Automotive: How regulation will determine what EV scenario develops after Covid-19

EV electric vehicle

The EU Commission is considering a further strengthening of its support for clean transportation as part of the “green recovery plan” after the Covid-19 crisis. The resulting incentive package would involve:

  • An EU-wide purchasing facility for clean vehicles amounting to €20Bn for the next two years (assuming a reasonable €5,000 per vehicle, this would equate to approximately 4M vehicles). The type of “clean vehicle” involved in the package was not specified.
  • A clean automotive investment fund of €40–60Bn to accelerate investments in zero-emissions drivetrains.
  • Doubling of the EU investment package to fund an additional 2M alternative refuelling stations by 2025.
  • Zero-emissions vehicles to be exempted from value added tax (~20%).

Roskill View

An unchanged EV regulatory scenario in both Europe and China was the premise for keeping future EV sales aligned with Roskill’s base-case scenario, which already factors in the impact of the Covid-19 crisis. While the EU’s decision is not final, positive regulatory signals were also observed in China with the extension of the NEV subsidy program until 2022 and tax exemptions by the end of 2020. However, given the negative economic outlook looming for most advanced economies, there are strong chances that automakers will produce just enough EVs to comply with the minimum required by European and Chinese EV targets. This would align with Roskill’s Low Case scenario.

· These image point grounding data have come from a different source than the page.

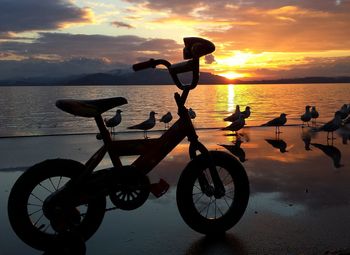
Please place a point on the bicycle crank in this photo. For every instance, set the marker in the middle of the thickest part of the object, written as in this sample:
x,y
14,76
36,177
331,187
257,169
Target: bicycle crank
x,y
131,188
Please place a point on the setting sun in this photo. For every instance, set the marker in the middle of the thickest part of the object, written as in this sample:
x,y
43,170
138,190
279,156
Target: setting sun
x,y
232,75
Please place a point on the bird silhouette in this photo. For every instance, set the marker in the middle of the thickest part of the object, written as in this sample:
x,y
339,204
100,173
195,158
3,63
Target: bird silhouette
x,y
306,117
331,151
278,144
306,137
236,150
114,121
277,122
166,119
147,124
314,114
192,113
234,116
236,125
246,112
332,125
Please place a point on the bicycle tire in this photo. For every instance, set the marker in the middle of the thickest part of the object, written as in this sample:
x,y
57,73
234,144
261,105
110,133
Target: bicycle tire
x,y
187,198
21,193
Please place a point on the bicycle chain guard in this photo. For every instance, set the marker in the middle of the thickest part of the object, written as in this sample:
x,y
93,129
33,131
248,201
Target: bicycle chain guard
x,y
131,188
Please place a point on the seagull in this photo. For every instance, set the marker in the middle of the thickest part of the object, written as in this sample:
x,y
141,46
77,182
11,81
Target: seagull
x,y
306,117
115,120
278,144
236,125
331,151
344,112
234,116
147,124
236,150
192,113
314,114
246,112
277,122
166,119
332,125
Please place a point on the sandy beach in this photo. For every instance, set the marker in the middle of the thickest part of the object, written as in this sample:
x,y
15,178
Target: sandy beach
x,y
299,201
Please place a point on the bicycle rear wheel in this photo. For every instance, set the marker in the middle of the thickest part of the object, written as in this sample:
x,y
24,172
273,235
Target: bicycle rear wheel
x,y
25,204
199,208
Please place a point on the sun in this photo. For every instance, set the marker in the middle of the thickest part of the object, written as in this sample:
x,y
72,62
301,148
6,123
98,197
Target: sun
x,y
232,75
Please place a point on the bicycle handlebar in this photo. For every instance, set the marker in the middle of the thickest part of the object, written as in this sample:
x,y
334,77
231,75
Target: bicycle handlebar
x,y
174,70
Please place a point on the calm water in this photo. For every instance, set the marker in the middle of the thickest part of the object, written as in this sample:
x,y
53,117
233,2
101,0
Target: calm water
x,y
32,111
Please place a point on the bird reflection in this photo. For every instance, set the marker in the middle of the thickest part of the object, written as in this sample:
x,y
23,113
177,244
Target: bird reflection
x,y
331,151
278,144
306,137
236,149
68,243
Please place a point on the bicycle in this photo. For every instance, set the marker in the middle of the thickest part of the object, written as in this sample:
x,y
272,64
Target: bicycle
x,y
59,195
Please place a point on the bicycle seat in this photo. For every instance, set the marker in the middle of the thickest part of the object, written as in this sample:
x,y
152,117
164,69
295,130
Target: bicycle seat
x,y
196,47
89,108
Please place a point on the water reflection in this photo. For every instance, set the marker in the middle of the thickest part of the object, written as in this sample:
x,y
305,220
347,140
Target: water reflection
x,y
69,243
306,137
219,244
331,151
236,149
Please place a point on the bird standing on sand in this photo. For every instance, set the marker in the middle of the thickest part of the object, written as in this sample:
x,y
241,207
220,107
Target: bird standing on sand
x,y
147,124
246,112
236,125
314,114
192,113
277,122
344,111
114,121
166,119
306,117
332,125
234,116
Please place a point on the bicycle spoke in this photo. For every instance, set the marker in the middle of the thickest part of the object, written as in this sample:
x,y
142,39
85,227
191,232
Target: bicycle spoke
x,y
36,197
52,183
38,220
34,212
59,182
44,187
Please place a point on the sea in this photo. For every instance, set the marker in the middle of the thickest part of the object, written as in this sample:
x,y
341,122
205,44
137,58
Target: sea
x,y
31,110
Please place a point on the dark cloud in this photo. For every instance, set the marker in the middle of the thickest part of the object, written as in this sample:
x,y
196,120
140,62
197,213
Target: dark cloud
x,y
34,15
271,25
209,59
74,54
121,24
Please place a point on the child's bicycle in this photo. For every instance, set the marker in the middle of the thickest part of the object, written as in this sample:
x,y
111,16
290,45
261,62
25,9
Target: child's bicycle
x,y
62,195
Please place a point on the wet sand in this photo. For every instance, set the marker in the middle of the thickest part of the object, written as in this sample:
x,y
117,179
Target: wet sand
x,y
299,201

While logic dictates that, as a result of the pandemic, cash-starved car makers could temporarily halt the research and production of plug-in EVs, that would undoubtedly send the wrong message to investors. Would investors put their money into companies that invest into a clean and electrified future, or in maintaining a status quo that will eventually be swept away by regulators? The fact that Tesla and Toyota are the most capitalised carmakers in the world is not a coincidence after all.

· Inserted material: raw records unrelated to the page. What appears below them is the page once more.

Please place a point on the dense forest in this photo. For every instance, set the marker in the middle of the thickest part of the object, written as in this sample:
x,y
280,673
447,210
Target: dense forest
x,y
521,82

Despite the pandemic, and to comply with regulators’ targets, the world’s largest OEMs will continue to develop large-scale EV manufacturing in the next two years. From VW’s “all-in” EV strategy targeting the European and Chinese markets, to GM targeting the Chinese and the less emissions-regulated (at a federal level) North American market. Similarly, Hyundai-Kia is increasing its EV manufacturing capacity for the European market this year. Even Ford and Toyota, historically lagging behind in the mass manufacture of plug-in EVs, have signed battery supply deals with China’s BYD, while sharing platform development costs with other carmakers. The previous four car companies, plus Tesla, are together expected to have the manufacturing capacity to produce 2M plug-in vehicles in 2021 (103GWh of installed battery capacity) and almost 3M by 2022 (151GWh ) according to Roskill’s analysis of EV manufacturing plants worldwide. At this stage, it is simply not possible to back-down from the investment in research and dedicated e-platforms these car companies have committed to.

Note: BaU 2020 scenario represents the expected EV (BEV/PHEV) sales before the Covid-19 crisis

The focus on EVs is even greater now after VW and Daimler put an end to their FCEV hydrogen passenger car programmes, citing that the technology would not be as cost competitive as EVs until later in the decade. However, while most automakers seem aligned in EV manufacturing, not all EV markets will develop evenly. Though Tesla opened the EV market to the US consumer, it will take longer for other carmakers to reach such market shares in the USA amid a domestic regulation taking the opposite direction to most advanced economies.

Although it is still difficult to ascertain to which EV scenario the market will trend, two things are clear:

  1. The Covid-19 pandemic has impacted 2020 EV sales but may create a more supportive EV policy and incentive environment coming out of it.
  2. The Covid-19 pandemic, along with the recent US-China trade war, has shown how vulnerable certain industries are to strategic but outsourced supply chains in Asia. Beyond the uncertain trajectory of EV sales, a desire to shift away from over-dependence on Asia may result in changes to the EV supply chain happening more quickly than planned, and may go some way to explain why the European Commission is considering the €40–60Bn fund to develop zero-emissions drivetrains.